Pour les fondateurs de l'algèbre arabe et européenne, l'algèbre géométrique s'avère indispensable. La logique de la résolution d'une équation par Al-Khawarizmi n'est possible que dans la mesure où les propriétés algébriques de l'ensemble dont sont issus les coefficients du polynôme sont établies. Dans son traité Abrégé du calcul par la restauration et la comparaison, Al-Khawarizmi s'appuie sur Euclide pour établir la pertinence de la démarche, tout comme son disciple Abu Kamil. Le livre V est le seul à proposer une construction algébrique suffisamment solide pour représenter la structure des nombres réels positifs.
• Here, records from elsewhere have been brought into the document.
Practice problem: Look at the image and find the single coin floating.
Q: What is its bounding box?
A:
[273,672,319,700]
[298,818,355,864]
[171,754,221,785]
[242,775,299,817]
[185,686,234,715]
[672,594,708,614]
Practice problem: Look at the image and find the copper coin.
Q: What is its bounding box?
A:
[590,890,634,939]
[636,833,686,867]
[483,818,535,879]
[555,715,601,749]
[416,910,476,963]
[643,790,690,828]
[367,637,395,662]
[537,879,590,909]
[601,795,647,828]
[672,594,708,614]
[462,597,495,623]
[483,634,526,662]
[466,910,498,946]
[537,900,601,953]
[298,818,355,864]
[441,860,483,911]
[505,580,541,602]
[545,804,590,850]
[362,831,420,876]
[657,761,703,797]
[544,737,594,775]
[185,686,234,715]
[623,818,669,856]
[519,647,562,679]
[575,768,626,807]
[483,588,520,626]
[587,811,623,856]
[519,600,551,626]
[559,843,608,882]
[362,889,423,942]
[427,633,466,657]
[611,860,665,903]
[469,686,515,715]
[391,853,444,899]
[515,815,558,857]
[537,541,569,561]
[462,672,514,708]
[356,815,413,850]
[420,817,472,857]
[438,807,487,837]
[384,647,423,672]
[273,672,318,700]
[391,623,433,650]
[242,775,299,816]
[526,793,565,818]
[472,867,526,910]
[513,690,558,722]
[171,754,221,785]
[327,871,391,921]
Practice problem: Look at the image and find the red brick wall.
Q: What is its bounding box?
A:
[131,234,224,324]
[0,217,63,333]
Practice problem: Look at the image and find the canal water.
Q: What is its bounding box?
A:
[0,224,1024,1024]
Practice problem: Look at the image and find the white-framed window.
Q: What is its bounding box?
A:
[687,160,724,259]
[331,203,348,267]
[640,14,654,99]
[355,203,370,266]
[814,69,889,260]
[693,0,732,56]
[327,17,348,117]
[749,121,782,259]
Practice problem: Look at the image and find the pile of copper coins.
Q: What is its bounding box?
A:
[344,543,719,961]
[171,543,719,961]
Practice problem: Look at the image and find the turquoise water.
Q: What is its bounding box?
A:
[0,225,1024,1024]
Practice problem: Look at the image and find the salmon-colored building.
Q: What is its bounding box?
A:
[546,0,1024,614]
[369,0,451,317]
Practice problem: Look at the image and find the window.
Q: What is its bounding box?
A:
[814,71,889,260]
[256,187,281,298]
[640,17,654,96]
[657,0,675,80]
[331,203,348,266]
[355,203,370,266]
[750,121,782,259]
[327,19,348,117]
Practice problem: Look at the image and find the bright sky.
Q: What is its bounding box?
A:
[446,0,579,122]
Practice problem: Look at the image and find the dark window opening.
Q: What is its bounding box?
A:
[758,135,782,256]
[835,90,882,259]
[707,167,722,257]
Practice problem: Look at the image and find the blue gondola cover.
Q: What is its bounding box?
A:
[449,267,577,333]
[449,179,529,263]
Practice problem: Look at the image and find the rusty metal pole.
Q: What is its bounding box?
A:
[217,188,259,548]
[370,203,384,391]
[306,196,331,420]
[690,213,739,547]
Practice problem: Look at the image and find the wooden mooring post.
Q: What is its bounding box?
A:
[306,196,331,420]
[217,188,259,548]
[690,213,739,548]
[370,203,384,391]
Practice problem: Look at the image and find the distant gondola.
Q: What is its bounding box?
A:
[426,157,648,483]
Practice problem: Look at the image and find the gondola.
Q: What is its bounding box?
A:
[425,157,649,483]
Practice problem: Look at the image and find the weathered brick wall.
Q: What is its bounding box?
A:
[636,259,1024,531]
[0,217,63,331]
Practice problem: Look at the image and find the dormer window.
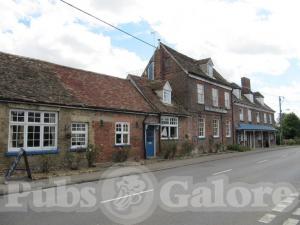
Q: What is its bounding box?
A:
[207,61,214,78]
[147,61,154,80]
[162,82,172,104]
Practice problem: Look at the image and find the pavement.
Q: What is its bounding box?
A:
[0,146,296,196]
[0,146,300,225]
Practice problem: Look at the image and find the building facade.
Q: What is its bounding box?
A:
[0,43,276,170]
[232,77,276,148]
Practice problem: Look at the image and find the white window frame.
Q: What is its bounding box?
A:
[224,91,230,109]
[212,119,220,138]
[71,122,89,149]
[115,122,130,146]
[239,108,244,121]
[248,109,252,122]
[197,84,205,104]
[225,120,231,138]
[269,114,273,124]
[8,109,58,152]
[256,112,260,123]
[160,116,179,140]
[212,88,219,107]
[199,117,205,138]
[163,89,172,104]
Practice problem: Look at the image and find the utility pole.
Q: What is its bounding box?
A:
[279,96,284,144]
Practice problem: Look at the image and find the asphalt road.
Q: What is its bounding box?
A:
[0,148,300,225]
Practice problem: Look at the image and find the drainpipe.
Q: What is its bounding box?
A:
[143,115,149,159]
[230,89,236,144]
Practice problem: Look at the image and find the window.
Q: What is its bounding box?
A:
[8,110,57,151]
[163,89,172,104]
[197,84,204,104]
[264,113,268,123]
[226,120,231,137]
[199,117,205,138]
[207,63,214,77]
[212,88,219,107]
[239,109,244,121]
[248,109,252,122]
[256,112,260,123]
[115,122,130,145]
[161,116,178,139]
[147,62,154,80]
[213,119,220,138]
[224,92,230,109]
[71,123,88,149]
[269,114,273,124]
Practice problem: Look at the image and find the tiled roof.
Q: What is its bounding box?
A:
[128,75,188,115]
[0,52,153,112]
[161,43,231,86]
[232,95,275,112]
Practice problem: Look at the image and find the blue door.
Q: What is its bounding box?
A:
[146,126,154,158]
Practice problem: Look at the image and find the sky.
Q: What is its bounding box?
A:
[0,0,300,116]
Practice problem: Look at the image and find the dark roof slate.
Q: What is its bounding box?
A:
[128,75,188,115]
[161,43,231,87]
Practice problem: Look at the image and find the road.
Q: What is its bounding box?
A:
[0,148,300,225]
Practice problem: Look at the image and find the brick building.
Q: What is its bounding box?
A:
[0,44,275,172]
[0,53,158,171]
[232,77,276,148]
[140,44,233,150]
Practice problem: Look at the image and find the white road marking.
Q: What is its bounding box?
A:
[213,169,232,176]
[293,208,300,216]
[258,213,276,223]
[101,189,154,203]
[281,197,296,204]
[272,203,290,212]
[283,218,299,225]
[290,192,299,197]
[256,159,268,164]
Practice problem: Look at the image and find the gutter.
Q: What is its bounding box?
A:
[0,99,158,116]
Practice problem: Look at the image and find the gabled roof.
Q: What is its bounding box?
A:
[0,52,153,112]
[128,75,188,115]
[232,95,275,112]
[160,43,231,87]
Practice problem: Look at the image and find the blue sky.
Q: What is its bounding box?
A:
[0,0,300,115]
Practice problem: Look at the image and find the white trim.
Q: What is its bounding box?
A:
[8,109,58,152]
[188,73,232,91]
[234,102,274,113]
[160,116,179,140]
[71,122,89,149]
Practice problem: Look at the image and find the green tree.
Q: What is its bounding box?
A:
[282,113,300,139]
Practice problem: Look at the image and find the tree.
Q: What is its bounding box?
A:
[282,113,300,139]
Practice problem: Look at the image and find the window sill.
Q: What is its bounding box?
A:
[70,147,87,152]
[5,149,59,157]
[114,144,131,148]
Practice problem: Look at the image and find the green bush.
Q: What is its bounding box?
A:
[160,140,177,159]
[112,148,129,163]
[181,139,195,156]
[227,144,251,152]
[85,144,101,167]
[283,139,297,145]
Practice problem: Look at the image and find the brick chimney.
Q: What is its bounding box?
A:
[241,77,251,94]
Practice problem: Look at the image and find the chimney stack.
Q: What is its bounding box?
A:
[241,77,251,94]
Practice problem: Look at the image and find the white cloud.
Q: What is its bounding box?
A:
[0,1,146,77]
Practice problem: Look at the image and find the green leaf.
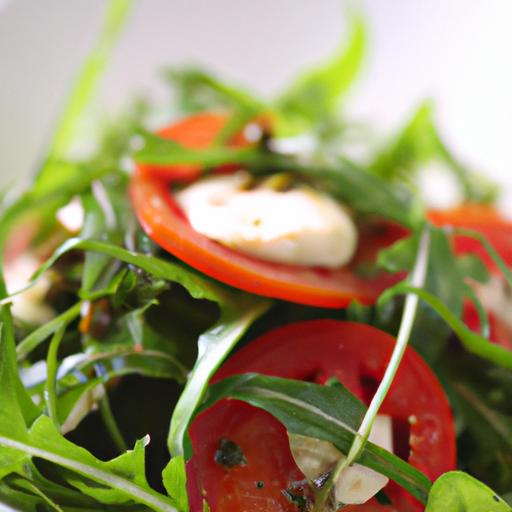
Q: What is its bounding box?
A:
[379,283,512,369]
[425,471,512,512]
[0,305,175,512]
[163,68,264,114]
[201,374,431,503]
[135,134,423,227]
[4,238,229,314]
[162,455,189,512]
[275,13,366,136]
[378,226,466,365]
[0,305,40,478]
[370,101,497,203]
[0,416,175,512]
[167,296,270,456]
[42,0,132,167]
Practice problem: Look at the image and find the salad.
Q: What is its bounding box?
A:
[0,0,512,512]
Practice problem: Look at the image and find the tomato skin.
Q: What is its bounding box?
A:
[428,204,512,350]
[187,320,456,512]
[130,114,406,308]
[428,204,512,272]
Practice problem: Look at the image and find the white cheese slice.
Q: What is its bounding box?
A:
[288,415,393,505]
[175,171,357,268]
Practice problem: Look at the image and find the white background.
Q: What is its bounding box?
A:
[0,0,512,206]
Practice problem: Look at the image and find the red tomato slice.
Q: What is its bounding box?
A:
[187,320,456,512]
[428,204,512,350]
[428,204,512,271]
[130,114,406,308]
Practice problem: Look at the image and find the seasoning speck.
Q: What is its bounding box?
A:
[214,439,247,468]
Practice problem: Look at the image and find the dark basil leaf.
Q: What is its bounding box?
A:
[203,374,431,502]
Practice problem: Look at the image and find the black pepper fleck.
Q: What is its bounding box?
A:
[214,439,247,468]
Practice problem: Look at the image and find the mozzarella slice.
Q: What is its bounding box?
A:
[175,171,357,268]
[288,415,393,505]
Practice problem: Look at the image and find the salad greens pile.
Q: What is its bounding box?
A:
[0,0,512,512]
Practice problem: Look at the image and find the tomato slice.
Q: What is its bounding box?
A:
[130,114,406,308]
[428,204,512,350]
[428,204,512,272]
[187,320,456,512]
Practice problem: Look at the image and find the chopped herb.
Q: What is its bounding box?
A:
[214,439,247,469]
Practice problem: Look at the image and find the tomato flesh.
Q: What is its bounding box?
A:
[187,320,456,512]
[130,114,406,308]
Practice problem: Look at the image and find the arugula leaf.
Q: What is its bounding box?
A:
[370,101,498,203]
[163,68,265,114]
[425,471,512,512]
[167,295,270,456]
[379,283,512,369]
[0,416,175,512]
[162,455,188,512]
[201,374,431,503]
[4,238,227,308]
[135,134,423,228]
[275,13,366,136]
[0,305,175,512]
[378,226,467,365]
[0,305,39,478]
[37,0,132,172]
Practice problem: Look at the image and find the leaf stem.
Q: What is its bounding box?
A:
[44,324,67,429]
[315,225,430,512]
[452,228,512,287]
[99,390,128,453]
Euclide, ne disposant pas de manière pour exprimer les incommensurables, développe dans un langage géométrique un équivalent des identités remarquables — au sens de Van der Waerden — de manière générique. Cette généricité est indispensable pour les premiers algébristes arabes qui ne disposent pas de paramètre et doivent se contenter d'illustrer leurs principes sur des exemples. Au XVIe siècle en Europe, Viète comble cette lacune et développe le concept du paramètre, généralisant l'algèbre et autorisant l'expression de résultats plus puissants, comme les relations entre coefficients et racines. Pour Viète, la construction de l'algèbre géométrique reste indispensable. Ainsi, pendant près de 2000 ans, l'algèbre géométrique est un outil incontournable pour les algébristes européens et arabes. Cet élément convainc Mahoney du caractère algébrique de la théorie.